Wisconsin Gov. Tony Evers (D) on Wednesday called a special session of the state legislature for October in an effort to enable voters to repeal the state’s 1849 abortion ban through a referendum.

Evers’s office said Wisconsin voters have no ability to change the ban through a referendum under state law and urged Republicans, who control the state legislature, to allow voters to bypass the body and repeal the measure if they so choose.

“On the ceiling of the Governor’s Conference Room in the Capitol is a phrase I’ve often repeated over the last three years: ‘the will of the people is the law of the land,’” Evers said in a statement.

“Well, right now in Wisconsin, when it comes to reproductive freedom, the will of the people isn’t the law of the land — but it damn well should be,” the statement continued. “Today, I’m calling the Legislature into special session to create a pathway for Wisconsinites to be able to repeal our 1849-era criminal abortion ban and to ensure women across our state will go back to having the same rights now that they did the day before the U.S. Supreme Court overturned Roe v. Wade without having to wait for the courts.”

Evers scheduled the special session for Oct. 4.

The state’s nearly two-century-old law — which prohibits abortion except to save the mother’s life — was unenforceable following the Supreme Court’s Roe v. Wade ruling, but the statute is now the subject of a legal challenge led by the state’s attorney general after the court overturned the landmark 1973 abortion ruling with its June decision in Dobbs v. Jackson Women’s Health Organization.

In the days leading up to the Dobbs ruling, Evers called a special session of the state legislature to reconsider the law, but Republican lawmakers immediately adjourned the session with no debate. 

The Supreme Court issued its ruling two days later, leading abortion providers in the state to largely stop conducting the procedure. 

Evers’s newest proposal would not require state lawmakers to vote directly on repealing the 1849 law.

Instead, his proposal would enact a constitutional amendment that would create a binding referendum process, allowing voters to petition the state elections commission to hold statewide votes on current laws and other proposals. 

If a petition included a sufficient number of validated signatures, the request would head to voters, who could then approve the binding measure by a majority vote.

“As far as I’m concerned, the right of Wisconsinites to make their own reproductive healthcare decisions without interference from politicians is a fundamental freedom that shouldn’t have to be put to a vote — it was a right for nearly 50 years, it was a right until June 23rd, and it should still be a right today,” Evers said. “But Legislative Republicans have left no other choice.”

The state’s top two Republican lawmakers, Assembly Speaker Robin Vos and Senate Majority Leader Devin LeMahieu, quickly voiced opposition to the proposal.

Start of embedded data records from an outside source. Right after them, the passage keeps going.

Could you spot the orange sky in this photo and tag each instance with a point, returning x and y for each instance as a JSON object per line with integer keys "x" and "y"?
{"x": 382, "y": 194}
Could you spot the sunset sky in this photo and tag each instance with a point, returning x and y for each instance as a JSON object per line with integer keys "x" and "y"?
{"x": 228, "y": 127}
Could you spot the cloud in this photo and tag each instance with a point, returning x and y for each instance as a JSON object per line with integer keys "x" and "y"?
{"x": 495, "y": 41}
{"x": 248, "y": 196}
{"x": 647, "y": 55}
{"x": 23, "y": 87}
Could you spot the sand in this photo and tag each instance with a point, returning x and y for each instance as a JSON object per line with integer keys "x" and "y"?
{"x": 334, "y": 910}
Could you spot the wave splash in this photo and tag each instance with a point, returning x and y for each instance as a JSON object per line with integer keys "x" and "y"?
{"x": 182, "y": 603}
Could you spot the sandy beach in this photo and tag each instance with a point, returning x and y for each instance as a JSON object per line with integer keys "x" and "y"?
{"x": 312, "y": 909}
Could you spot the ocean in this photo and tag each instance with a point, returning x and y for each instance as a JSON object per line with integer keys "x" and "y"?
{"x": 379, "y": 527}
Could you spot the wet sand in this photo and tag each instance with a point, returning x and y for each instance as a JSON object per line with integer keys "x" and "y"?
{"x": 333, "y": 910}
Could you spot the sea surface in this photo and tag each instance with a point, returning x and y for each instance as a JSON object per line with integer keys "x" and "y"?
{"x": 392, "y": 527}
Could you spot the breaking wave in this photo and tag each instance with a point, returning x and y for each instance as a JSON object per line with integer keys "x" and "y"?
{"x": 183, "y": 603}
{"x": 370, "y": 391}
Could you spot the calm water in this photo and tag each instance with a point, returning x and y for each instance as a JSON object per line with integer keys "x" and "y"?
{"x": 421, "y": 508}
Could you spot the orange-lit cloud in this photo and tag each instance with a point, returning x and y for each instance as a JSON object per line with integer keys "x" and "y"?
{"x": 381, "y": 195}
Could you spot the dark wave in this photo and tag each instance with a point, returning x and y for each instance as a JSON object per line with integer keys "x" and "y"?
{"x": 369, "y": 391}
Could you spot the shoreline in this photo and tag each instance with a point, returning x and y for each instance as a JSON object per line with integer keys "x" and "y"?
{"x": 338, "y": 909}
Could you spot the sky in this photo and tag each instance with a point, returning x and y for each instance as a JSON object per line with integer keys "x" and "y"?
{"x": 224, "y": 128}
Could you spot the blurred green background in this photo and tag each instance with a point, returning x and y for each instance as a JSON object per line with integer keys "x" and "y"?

“Governor Evers would rather push his agenda to have abortion available until birth than talk about his failure to address rising crime and runaway inflation caused by his liberal DC allies,” they said in a joint statement. “Hopefully, voters see through his desperate political stunt.”

Evers’s office said to pass the constitutional amendment and enact the proposal, the measure must pass two consecutive legislatures before being sent to Wisconsin voters for final approval.